Your rephrasing is a bit different, it discards the selfish aspect of the question which I think is not correct.
Funnily though, anyone asking why they should care probably shouldn’t care yet.
j3s
it looks and feels completely different, for one thing
duxup
I like the idea, but one thing about Wikipedia is that with technical or granular topics it approaches things in a focused way. A specific molecular biology term's page isn't there to explain exactly how it fits into a larger biology topic. It makes random pages difficult to glean information from.
Even wikipedia articles I understand, more on computer topics, fall into the category of "the only people who understand this page are people who ... already understand it / don't need to read this".

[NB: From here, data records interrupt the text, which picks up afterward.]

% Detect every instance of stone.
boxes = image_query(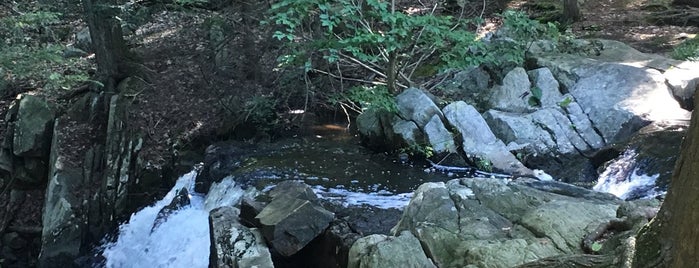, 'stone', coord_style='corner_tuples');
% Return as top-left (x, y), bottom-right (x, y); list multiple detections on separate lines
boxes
(151, 187), (190, 233)
(393, 119), (423, 145)
(347, 232), (437, 268)
(12, 95), (55, 157)
(527, 68), (564, 108)
(444, 101), (532, 175)
(424, 115), (456, 154)
(396, 88), (443, 129)
(570, 63), (689, 143)
(209, 206), (274, 268)
(388, 178), (633, 267)
(255, 182), (334, 257)
(663, 61), (699, 111)
(489, 67), (534, 113)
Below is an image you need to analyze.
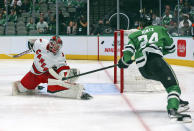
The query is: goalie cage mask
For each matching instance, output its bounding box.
[48,36,63,54]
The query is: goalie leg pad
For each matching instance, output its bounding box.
[68,68,80,83]
[48,79,83,99]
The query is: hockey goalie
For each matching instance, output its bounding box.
[12,36,92,100]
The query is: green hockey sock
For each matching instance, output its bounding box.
[166,85,181,110]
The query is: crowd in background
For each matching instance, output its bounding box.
[0,0,87,35]
[0,0,194,36]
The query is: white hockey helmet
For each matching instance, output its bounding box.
[48,36,63,54]
[126,29,139,36]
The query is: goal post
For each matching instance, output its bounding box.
[114,30,165,93]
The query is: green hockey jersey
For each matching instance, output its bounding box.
[123,26,175,67]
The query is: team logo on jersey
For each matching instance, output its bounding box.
[177,40,186,57]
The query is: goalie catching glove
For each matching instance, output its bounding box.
[118,57,133,68]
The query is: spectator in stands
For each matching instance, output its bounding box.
[152,13,161,25]
[77,15,88,35]
[174,0,184,14]
[11,0,22,7]
[179,14,192,28]
[59,10,68,35]
[26,17,36,32]
[0,14,6,26]
[182,0,191,14]
[8,10,17,23]
[103,20,114,34]
[21,0,31,12]
[180,18,191,36]
[49,16,56,35]
[94,19,104,35]
[162,5,173,16]
[10,0,22,16]
[36,17,48,34]
[162,8,173,27]
[167,19,178,36]
[67,21,77,35]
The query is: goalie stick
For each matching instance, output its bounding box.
[12,50,32,58]
[62,64,118,80]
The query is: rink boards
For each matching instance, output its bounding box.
[0,36,194,67]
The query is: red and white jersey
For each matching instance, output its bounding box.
[31,39,67,75]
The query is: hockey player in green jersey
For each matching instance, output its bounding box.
[118,26,192,122]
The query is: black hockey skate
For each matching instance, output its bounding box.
[177,99,189,113]
[168,109,192,123]
[81,92,93,100]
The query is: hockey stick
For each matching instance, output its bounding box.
[62,64,118,80]
[12,50,32,58]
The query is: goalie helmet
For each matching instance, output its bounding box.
[48,36,63,54]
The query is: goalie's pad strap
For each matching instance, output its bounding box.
[49,68,62,80]
[47,85,68,93]
[57,66,70,73]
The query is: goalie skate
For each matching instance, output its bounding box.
[168,109,192,123]
[177,99,189,113]
[12,81,34,96]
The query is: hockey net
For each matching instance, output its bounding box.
[114,30,164,93]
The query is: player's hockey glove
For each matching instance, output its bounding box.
[28,41,34,51]
[118,57,133,68]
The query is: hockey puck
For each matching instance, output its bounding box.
[100,41,104,44]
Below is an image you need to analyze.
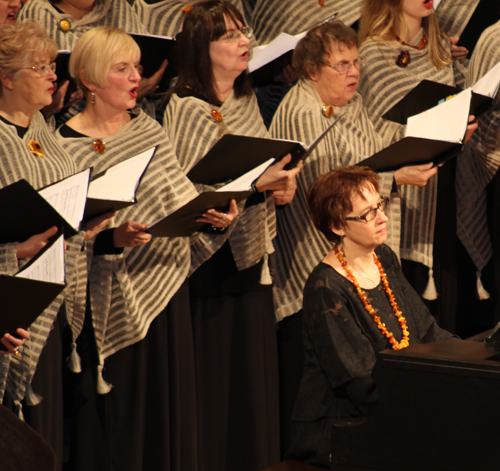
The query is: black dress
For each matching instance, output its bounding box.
[287,245,453,466]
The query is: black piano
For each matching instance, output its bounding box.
[331,339,500,471]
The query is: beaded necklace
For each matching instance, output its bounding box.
[334,247,410,350]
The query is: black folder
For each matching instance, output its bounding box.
[187,113,344,185]
[0,179,77,244]
[147,191,253,237]
[0,233,65,350]
[382,80,493,124]
[130,33,177,92]
[356,137,464,172]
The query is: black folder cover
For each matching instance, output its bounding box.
[148,191,253,237]
[0,179,77,244]
[382,80,493,124]
[356,137,463,172]
[187,113,344,185]
[0,232,65,350]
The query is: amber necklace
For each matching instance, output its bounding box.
[333,247,410,350]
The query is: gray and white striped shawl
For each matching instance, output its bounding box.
[455,22,500,271]
[134,0,250,37]
[0,113,87,412]
[436,0,479,37]
[270,80,401,320]
[19,0,147,50]
[252,0,362,44]
[56,110,197,388]
[163,93,276,273]
[359,30,454,268]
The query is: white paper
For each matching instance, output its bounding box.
[15,234,64,284]
[406,88,472,143]
[88,147,156,202]
[38,169,90,229]
[472,62,500,98]
[217,159,275,191]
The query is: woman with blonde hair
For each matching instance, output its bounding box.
[359,0,474,329]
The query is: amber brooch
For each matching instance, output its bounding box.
[92,139,106,154]
[28,139,43,159]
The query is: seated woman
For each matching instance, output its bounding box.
[287,167,452,466]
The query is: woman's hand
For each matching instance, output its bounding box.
[42,80,69,118]
[394,162,437,186]
[16,226,57,259]
[465,115,478,144]
[85,211,116,240]
[255,154,302,193]
[196,200,239,229]
[137,59,168,101]
[113,221,153,248]
[450,36,469,61]
[0,329,30,355]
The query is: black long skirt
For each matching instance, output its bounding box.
[190,244,280,471]
[68,282,197,471]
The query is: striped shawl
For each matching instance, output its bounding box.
[270,80,400,320]
[0,113,87,412]
[455,22,500,271]
[359,30,454,268]
[56,110,197,390]
[163,93,276,273]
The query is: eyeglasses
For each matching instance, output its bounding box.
[345,196,389,222]
[325,57,366,75]
[22,62,56,77]
[220,26,253,43]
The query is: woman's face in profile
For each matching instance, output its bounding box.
[0,0,21,25]
[310,45,360,106]
[209,17,250,80]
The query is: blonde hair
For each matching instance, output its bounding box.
[0,20,58,85]
[69,26,141,92]
[359,0,452,69]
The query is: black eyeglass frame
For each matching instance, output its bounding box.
[345,196,389,223]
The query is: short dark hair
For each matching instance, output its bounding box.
[167,0,253,104]
[292,20,358,78]
[307,167,379,244]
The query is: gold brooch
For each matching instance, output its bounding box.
[59,20,71,31]
[322,105,333,118]
[92,139,106,154]
[396,51,411,69]
[28,139,43,159]
[210,110,222,123]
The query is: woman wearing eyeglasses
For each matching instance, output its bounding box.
[287,167,452,467]
[163,0,300,471]
[270,20,430,456]
[0,21,110,469]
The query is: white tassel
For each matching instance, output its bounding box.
[25,384,43,406]
[260,253,273,285]
[66,342,82,373]
[97,365,113,394]
[422,268,437,301]
[476,271,490,301]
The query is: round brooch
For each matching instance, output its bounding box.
[321,105,333,118]
[28,140,43,159]
[210,110,222,123]
[396,51,411,69]
[92,139,106,154]
[59,20,71,31]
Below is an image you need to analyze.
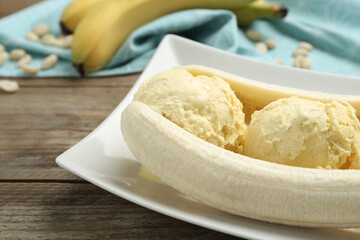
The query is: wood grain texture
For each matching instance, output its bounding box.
[0,0,245,240]
[0,183,242,240]
[0,78,138,180]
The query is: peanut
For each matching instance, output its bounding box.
[0,80,19,93]
[20,64,40,74]
[17,54,32,67]
[42,54,58,69]
[265,39,276,49]
[41,33,63,47]
[58,35,73,48]
[10,49,26,61]
[245,30,263,42]
[0,51,9,66]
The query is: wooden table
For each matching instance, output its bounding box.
[0,0,245,240]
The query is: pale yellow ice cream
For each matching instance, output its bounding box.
[134,68,247,152]
[244,97,360,169]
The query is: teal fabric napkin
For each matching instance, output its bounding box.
[0,0,360,77]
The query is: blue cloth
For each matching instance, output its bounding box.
[0,0,360,77]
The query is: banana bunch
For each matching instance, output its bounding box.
[121,66,360,228]
[60,0,286,75]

Granted sometimes the social media context is kinda opaque, but usually "man fall down it funny" is pretty universal.
myself248
Math articles are excruciatingly bad on this. I find myself setting the language to "simple english" and it helps.
duxup
Wikipedia math articles all remind me of what i learned in High School, that math is absolutely the worst to learn from someone who "just gets it" as often those folks have no concept how someone else might not "just get it". I suspect the wikipiedia articles are written by folks who "just get it".
wwweb
A wiki (or any encyclopedia, for that matter) is not meant to be an introduction or a HOWTO.
layman51
Some other commenters have offered the idea of an algorithm to steer the randomness of the articles. I wonder if an algorithm would help with this issue of having random articles be too technical for you even though you are interested in the larger topic.
TZubiri
>"the only people who understand this page are people who ... already understand it / don't need to read this".
That is provably false
qwertox
I consume the internet mainly on an old-school monitor, not on a tablet. When the browser is maximized, all the images are pixelated.
aizk
Right now it's 85% usage on mobile. Also, I don't really find the pixelated images to be that detracting on desktop (though, I'm a small macbook, ymmv on a giant 4k display). I haven't tested on a screen that large.
MitPitt
Text could also be more compact
rickcarlino
Can you please add Korean? This looks like such a great tool for discovering language learning reading material. Great work!
TZubiri
Sounds like the sort of thing you could add yourself if there were some source
CafeRacer
Me: what a stupid idea Also me after 30 minutes of doom scrolling: cool
matthest
Brilliant. Someone should do this same concept but for short-form essays.
So like Twitter, but with 3-4 paragraph essays.
Hi! I'm the dev here! I built this on a whim at after seeing someone ask for it on twitter. It was 12:30 at night but I couldn't pass down the opportunity to build it.
The code is very simple, there's no backend at all actually, I believe because wikipedia's api is very permissive and you can just make the requests in the frontend. So you just simply request random articles, get some snippets, and the image attached!
I used Claude and cursor do 90% of the heavy lifting, so I am positive there's plenty of room for optimizations. But right now as it stands, it's quite fun to play with, even without anything very sophisticated.